The cluster subdirectories:
- base – Subdirectory containing per-database subdirectories
- global – Subdirectory containing cluster-wide tables
- pg_auth – Authorization file containing user and role definitions.
- pg_control – Control file.
- pg_database – Information of databases within the cluster.
- pg_clog – Subdirectory containing transaction commit status data
- pg_multixact – Subdirectory containing multitransaction status data (used for shared row locks)

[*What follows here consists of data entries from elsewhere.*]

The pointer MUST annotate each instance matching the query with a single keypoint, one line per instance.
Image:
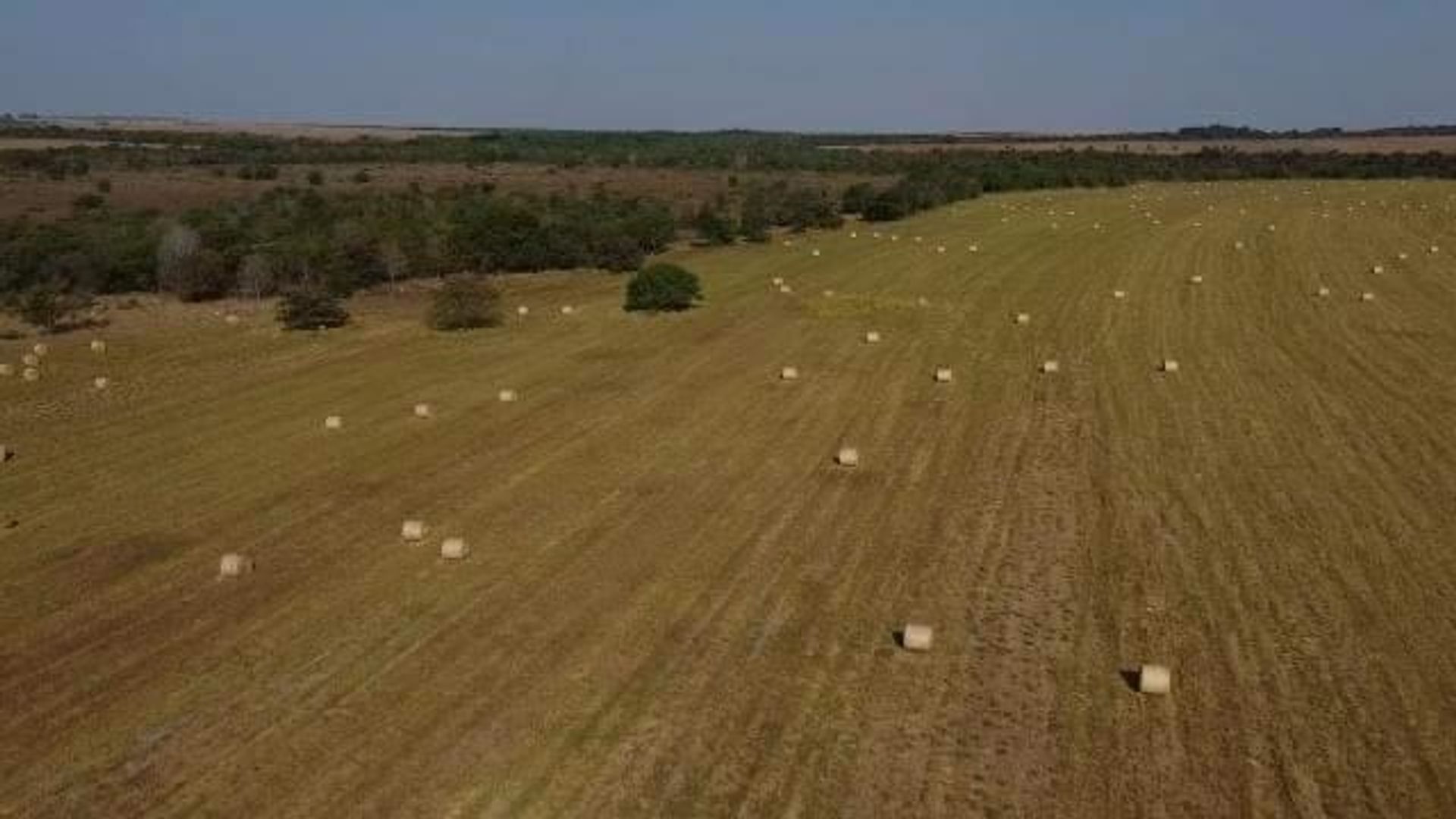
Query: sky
(808, 66)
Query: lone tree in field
(312, 308)
(465, 302)
(663, 287)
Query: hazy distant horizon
(851, 66)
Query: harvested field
(1310, 145)
(674, 602)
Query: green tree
(312, 308)
(465, 302)
(663, 287)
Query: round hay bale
(916, 637)
(453, 548)
(234, 564)
(1155, 679)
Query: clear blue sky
(816, 64)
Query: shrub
(312, 308)
(201, 278)
(663, 287)
(52, 308)
(465, 303)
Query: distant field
(1347, 145)
(283, 130)
(175, 190)
(676, 605)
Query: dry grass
(674, 604)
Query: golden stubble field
(674, 604)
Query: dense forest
(354, 240)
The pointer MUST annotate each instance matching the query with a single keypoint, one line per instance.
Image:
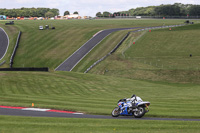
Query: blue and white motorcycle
(133, 106)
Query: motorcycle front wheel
(116, 112)
(139, 113)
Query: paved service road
(77, 56)
(18, 112)
(4, 42)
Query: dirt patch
(2, 74)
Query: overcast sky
(89, 7)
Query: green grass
(12, 33)
(49, 48)
(94, 94)
(51, 125)
(160, 55)
(100, 50)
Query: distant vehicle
(10, 23)
(41, 28)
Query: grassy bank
(52, 125)
(96, 94)
(49, 48)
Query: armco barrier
(44, 69)
(15, 50)
(112, 51)
(157, 27)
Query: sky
(89, 7)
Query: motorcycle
(133, 106)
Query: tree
(66, 13)
(75, 12)
(49, 14)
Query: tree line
(30, 12)
(177, 9)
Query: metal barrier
(44, 69)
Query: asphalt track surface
(78, 55)
(27, 113)
(4, 42)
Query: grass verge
(51, 125)
(96, 94)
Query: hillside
(95, 94)
(160, 55)
(49, 48)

- pg_subtrans – Subdirectory containing subtransaction status data
- pg_tblspc – Subdirectory containing symbolic links to tablespaces
- pg_twophase – Subdirectory containing state files for prepared transactions
- pg_xlog – Subdirectory containing WAL (Write Ahead Log) files
to finish the this post, here is a quick comparison between oracle and postgres for the things I noticed right now:
oracle | postgres |
---|---|
default transaction isolation level: read committed | default transaction isolation level: read committed |
pfile/spfile | postgresql.conf |
binary parameter file: yes | binary parameter file: no, but reload function of the server |
multiplexed control files | one pg_control directory containing one control-file |
create database … | initdb |
location of the archived logs: dynamic | pg_xlog |
size of the redologs: dynamic | must be specified once when building postgres and can not be changed afterwards |
system/sysaux, data dictionary | base and global directories |
listener/sqlnet configuration | postgresql.conf, pg_hba.conf |
datafiles | symlinks in pg_tblspc |
sqlplus | psql |
one to one relation of instance and database ( except for rac ) | one cluster can serve multiple databases |
select * from v$instrance; | SELECT version(); |
show user; | select current_user; |
select 1 +3 from dual; | select 1 + 3; |
shutdown modes: normal, immediate, transactional, abort | shutdown modes: smart, immediate, fast |
$ORACLE_SID | $PGDATABASE |
alter session… | SET…TO… |